Лорд Питер вернулся из Парижа через четыре дня и влетел как циклон на улицу Ормонд.
— Я нашел, — провозгласил он, — но дело рискованное. Слушайте!
Около часа Паркер молча слушал его, лихорадочно делая записи по ходу рассказа.
— На этом можно основываться, — заметил Уимзи. — Передайте Мерблесу. А я исчезаю.
Его следующий визит был нанесен в американское посольство. Посла, впрочем, не было на месте, так как он получил приглашение к королевскому обеду. Уимзи проклял обед и, покинув вежливых секретарей в очках в роговых оправах, вскочил в такси, распорядившись, чтобы его везли в Букингемский дворец.
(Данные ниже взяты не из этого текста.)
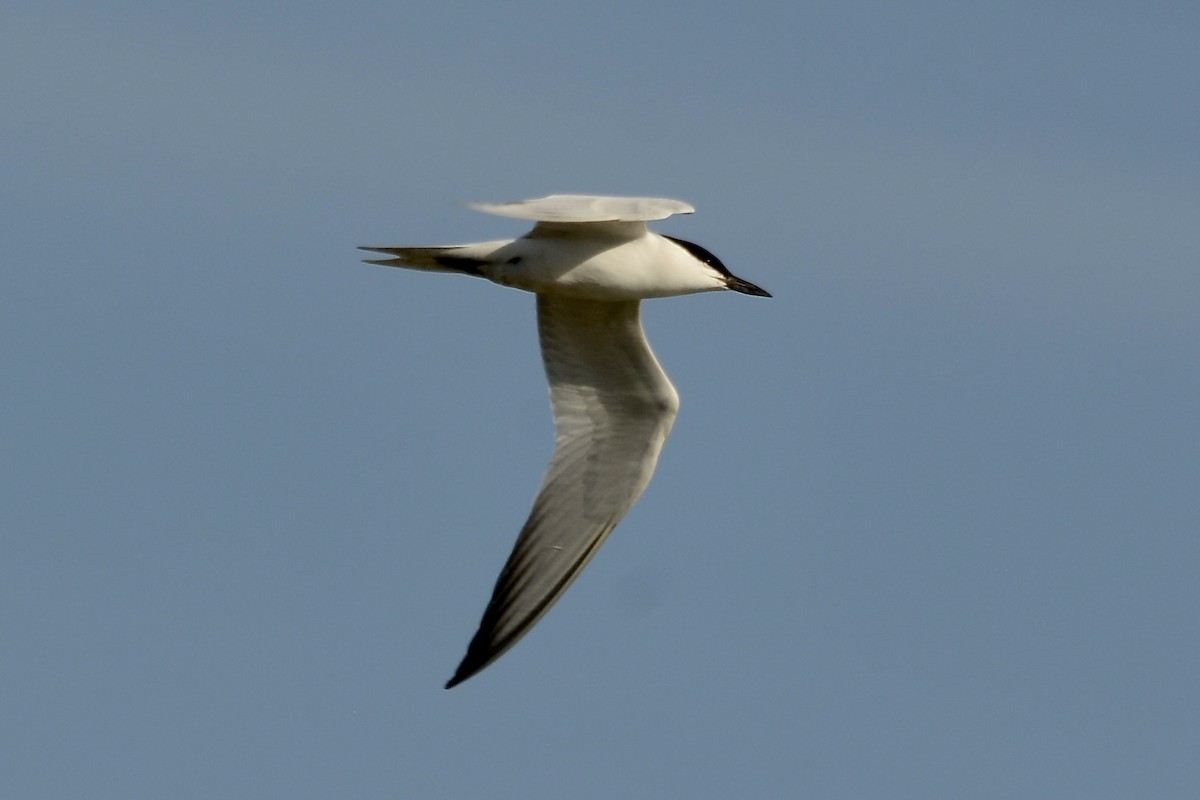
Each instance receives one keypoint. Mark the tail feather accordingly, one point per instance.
(433, 259)
(469, 259)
Здесь его упорная настойчивость по отношению к шокированным служащим сначала повлекла за собой появление распорядителя, потом еще более высокого должностного лица и наконец самого американского посланника в сопровождении королевской особы, еще не дожевавших свой обед.
— О да, — ответил посланник, — конечно, это возможно…
— Конечно-конечно, это нужно сделать без всякого промедления, — великодушно подтвердила особа. — Может вызвать непонимание международной общественности. Как неприятно, что придется откладывать судебное заседание — такое хлопотное дело, не правда ли? Наши секретари безостановочно приносят на подпись бумаги — о привлечении дополнительных полицейских, об организации сидячих мест. Удачи вам, Уимзи! Пойдемте, что-нибудь перекусите, пока вам готовят документы. Когда отправляется ваш пароход?
— Завтра утром, сэр. Я хочу успеть на ливерпульский поезд, который отходит через час, если мне удастся.
— Конечно, удастся, — с симпатией заметил посланник, подписывая дипломатическую ноту. — А еще говорят, что англичане не умеют торопиться.
Таким образом, на следующее утро его светлость отбыл из Ливерпуля со всеми необходимыми документами, оставив официальных представителей для выработки альтернативных моделей защиты.
— Затем пэры, по двое, по порядку, начиная с младшего барона.
Разгоряченный и изможденный герольдмейстер с орденом Подвязки безуспешно суетился вокруг трех сотен британских пэров, которые покорно облачались в свои мантии, в то время как герольды делали все возможное, чтобы выстроить их по порядку и не дать им разбрестись.
— Что за фарс! — раздраженно проворчал лорд Аттенбери. Он был низеньким полным джентльменом холерического вида и испытывал страшное негодование от того, что должен был стоять рядом с высоким и худым графом Стратгилланом, который был известен как сторонник сухого закона и усыновления внебрачных детей.
— Послушайте, Аттенбери, — обратился к нему добродушный рыжеволосый пэр с пятью рядами горностаевого меха на плече, — а правда, что Уимзи еще не вернулся? Моя дочь слышала, что он поехал за уликами в Штаты. Почему в Штаты?